Raise the vehicle and remove both front wheels. Drain the gearbox oil. Undo and release the three securing nuts for the lower suspension arm links on both sides and detach the joints. Remove the splash guard and bottom section of the wheel arch liner from the nearside. Undo the driveshaft nuts and remove the drive shafts completely.
Remove the bottom front gearbox mount bolt (Fig 4) and the rear gearbox mount bolt (Fig 5).
The cross member will need to be removed; this is secured in place by six bolts – two bolts are at the front and four are at the rear (Fig 6).
When removing this, take extra care as it could drop suddenly. Remove the two gearbox brackets to allow some extra clearance for the gearbox removal. Undo the remaining starter motor bolts and remove.
Free the cables
Detach the gear linkage cables from the link arms held in by two clips. The clip for the first cable is on the top and the clip for the second cable is to the side (Fig 7).

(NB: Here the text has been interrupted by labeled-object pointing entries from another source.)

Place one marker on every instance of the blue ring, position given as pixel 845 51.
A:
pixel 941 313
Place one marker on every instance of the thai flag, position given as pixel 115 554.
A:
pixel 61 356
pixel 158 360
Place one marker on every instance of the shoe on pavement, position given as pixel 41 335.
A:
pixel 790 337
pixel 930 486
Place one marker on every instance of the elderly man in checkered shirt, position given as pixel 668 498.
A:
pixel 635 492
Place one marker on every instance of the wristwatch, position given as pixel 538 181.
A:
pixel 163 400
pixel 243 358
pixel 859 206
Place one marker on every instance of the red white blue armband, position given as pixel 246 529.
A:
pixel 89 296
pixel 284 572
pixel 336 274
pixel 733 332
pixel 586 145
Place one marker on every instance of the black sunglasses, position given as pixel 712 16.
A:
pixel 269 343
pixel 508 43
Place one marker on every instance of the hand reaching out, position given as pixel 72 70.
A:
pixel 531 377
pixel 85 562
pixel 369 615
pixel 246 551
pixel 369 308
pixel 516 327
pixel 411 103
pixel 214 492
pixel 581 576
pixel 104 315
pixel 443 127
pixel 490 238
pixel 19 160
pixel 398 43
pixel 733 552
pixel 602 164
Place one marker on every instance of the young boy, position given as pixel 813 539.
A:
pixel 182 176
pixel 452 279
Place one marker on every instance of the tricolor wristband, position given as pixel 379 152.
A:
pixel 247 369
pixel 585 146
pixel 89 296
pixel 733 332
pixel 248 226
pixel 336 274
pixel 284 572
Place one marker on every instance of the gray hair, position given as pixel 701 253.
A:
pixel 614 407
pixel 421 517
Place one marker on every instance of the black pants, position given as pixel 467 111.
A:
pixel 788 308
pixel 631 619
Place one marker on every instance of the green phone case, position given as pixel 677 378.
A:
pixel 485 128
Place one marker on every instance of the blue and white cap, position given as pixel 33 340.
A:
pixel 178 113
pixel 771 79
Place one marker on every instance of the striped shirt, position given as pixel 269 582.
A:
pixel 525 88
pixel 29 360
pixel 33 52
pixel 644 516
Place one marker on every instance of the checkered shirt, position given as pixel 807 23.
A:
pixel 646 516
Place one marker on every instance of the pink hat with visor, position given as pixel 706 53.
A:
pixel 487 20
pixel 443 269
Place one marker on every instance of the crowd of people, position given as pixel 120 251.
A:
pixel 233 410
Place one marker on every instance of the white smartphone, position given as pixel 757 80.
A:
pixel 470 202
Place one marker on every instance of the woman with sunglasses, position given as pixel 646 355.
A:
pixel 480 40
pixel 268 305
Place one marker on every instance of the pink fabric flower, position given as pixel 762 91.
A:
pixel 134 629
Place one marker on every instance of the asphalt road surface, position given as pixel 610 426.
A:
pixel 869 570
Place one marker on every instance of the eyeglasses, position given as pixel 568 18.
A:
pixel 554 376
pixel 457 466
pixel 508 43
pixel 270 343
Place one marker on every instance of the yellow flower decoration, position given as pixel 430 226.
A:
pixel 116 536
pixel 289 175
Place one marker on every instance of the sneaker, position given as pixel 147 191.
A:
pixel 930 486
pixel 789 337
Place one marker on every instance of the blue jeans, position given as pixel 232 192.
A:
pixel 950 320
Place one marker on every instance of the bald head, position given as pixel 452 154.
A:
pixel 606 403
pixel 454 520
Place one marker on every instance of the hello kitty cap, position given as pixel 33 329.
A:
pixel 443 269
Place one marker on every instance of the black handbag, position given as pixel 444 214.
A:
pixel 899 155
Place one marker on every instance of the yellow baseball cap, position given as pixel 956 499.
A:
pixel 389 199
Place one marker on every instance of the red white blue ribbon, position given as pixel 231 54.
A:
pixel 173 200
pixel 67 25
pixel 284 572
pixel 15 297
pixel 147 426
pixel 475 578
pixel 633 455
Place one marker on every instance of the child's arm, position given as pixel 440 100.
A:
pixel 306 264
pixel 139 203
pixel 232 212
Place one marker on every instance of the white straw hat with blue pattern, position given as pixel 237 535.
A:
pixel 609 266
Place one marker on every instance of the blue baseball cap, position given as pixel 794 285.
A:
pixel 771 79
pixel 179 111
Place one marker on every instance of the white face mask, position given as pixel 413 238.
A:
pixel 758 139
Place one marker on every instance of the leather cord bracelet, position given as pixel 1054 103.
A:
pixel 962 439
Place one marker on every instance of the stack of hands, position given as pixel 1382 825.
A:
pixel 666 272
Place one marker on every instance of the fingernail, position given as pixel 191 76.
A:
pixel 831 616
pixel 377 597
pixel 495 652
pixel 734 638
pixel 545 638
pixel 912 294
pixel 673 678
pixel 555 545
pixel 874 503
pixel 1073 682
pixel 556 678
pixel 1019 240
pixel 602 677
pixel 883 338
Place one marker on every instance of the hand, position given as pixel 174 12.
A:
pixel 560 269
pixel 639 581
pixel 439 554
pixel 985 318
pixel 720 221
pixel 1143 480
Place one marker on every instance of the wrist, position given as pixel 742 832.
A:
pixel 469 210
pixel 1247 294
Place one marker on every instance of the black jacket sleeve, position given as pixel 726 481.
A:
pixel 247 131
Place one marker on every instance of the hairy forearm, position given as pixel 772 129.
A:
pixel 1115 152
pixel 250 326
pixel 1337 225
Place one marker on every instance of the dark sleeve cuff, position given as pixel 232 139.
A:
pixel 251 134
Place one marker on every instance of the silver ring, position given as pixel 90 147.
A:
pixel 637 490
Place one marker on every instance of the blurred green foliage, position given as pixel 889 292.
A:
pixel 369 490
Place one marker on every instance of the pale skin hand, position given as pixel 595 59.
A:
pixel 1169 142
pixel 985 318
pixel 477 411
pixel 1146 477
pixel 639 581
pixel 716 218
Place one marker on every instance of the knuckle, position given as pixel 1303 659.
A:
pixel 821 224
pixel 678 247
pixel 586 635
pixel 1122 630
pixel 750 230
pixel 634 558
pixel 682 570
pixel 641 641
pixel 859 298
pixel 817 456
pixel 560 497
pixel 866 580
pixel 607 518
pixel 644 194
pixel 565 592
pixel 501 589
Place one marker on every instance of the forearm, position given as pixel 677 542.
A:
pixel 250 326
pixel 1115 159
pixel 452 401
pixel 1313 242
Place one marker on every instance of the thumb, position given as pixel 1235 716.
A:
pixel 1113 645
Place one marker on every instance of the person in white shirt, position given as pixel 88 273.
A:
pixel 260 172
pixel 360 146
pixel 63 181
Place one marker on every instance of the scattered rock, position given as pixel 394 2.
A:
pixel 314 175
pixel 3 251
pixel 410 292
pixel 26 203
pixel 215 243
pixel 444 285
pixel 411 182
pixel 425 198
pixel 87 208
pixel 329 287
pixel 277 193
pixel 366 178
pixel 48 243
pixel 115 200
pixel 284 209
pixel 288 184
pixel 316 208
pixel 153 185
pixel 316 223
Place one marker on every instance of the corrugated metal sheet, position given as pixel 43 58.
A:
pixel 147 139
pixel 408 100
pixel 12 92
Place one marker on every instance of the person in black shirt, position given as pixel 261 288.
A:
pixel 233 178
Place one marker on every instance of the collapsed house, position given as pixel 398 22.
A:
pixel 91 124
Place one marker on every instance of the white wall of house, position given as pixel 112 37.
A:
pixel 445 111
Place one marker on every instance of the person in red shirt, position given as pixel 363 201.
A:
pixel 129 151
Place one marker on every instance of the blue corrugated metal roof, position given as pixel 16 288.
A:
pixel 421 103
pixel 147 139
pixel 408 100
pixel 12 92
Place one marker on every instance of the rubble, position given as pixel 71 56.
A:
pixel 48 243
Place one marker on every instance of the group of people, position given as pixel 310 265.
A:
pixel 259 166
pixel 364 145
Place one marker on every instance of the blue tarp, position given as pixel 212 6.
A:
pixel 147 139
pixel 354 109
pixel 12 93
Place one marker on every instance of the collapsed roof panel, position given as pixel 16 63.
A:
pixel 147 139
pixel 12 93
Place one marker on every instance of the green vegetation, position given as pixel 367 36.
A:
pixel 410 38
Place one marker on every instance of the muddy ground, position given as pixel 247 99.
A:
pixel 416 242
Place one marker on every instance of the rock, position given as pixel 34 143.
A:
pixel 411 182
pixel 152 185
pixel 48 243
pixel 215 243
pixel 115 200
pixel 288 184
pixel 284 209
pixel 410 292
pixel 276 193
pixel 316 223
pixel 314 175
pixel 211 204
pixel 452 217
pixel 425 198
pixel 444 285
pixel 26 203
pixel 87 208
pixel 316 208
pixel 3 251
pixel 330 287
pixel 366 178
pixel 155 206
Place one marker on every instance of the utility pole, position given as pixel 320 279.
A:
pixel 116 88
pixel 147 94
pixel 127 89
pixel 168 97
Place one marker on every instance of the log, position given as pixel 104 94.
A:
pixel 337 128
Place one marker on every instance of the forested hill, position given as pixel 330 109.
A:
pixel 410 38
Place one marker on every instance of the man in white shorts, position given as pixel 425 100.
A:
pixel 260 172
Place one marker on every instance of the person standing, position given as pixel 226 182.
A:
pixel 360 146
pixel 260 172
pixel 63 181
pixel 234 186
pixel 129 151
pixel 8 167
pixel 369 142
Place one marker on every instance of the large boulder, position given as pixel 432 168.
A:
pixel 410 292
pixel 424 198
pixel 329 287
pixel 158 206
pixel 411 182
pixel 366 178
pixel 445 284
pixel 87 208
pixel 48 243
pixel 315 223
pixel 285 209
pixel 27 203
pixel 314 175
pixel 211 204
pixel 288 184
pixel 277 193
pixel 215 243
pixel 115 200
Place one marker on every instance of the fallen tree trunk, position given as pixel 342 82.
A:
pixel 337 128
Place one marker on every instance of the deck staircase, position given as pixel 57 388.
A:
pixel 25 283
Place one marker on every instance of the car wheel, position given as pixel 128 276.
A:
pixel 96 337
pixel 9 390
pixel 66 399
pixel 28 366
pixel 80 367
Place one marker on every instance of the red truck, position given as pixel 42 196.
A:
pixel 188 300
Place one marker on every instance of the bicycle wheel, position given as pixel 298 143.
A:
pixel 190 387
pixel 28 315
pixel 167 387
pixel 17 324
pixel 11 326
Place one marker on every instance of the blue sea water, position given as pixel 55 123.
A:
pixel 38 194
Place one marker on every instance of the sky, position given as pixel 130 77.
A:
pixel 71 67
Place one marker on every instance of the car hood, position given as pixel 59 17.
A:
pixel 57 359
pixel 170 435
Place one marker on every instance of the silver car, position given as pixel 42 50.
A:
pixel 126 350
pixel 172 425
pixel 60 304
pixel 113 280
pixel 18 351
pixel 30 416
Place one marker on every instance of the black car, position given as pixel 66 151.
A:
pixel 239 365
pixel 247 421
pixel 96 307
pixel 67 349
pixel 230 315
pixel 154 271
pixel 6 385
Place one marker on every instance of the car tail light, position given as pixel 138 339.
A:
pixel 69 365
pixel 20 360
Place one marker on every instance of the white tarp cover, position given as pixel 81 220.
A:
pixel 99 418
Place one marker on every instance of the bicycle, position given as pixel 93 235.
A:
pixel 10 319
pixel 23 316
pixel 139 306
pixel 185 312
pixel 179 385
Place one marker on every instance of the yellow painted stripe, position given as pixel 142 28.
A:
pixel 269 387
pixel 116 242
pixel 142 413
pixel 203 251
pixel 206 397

The cables are then held in place within the bracket by two retaining plates. These were a little tricky to remove but, with a little perseverance, they eventually come loose. Once the cables are free, stow to the side securely. Remove the remaining bell housing bolts and carefully lower the gearbox to the floor.
Remove the worn clutch cover and clutch plate. With the clutch removed, check the flywheel for signs of heat stress such as hair line fractures or cracks. Clean the first motion shaft splines and any debris from the bell housing, which is especially important when a release bearing has failed.
Put a small dab of high melting point grease – not a copper-based product – on the first motion shaft splines, and make sure the new driven plate slides freely back and forth. This not only spreads the grease evenly, but also makes sure you have the correct kit.
Wipe any excess grease off the shaft and driven plate hub. Using a universal alignment tool, and checking the driven plate is the correct way round (note: “Getriebe Seite” is German for “Gearbox Side”) the clutch can be bolted to the flywheel evenly and sequentially.
Before fitting the gearbox, make sure the locating dowels are in place and not damaged. Refit any that have become dislodged and refit the gearbox. Make sure the gearbox bell housing bolts are secured before lowering the jack. Refitting is the reverse of the removal.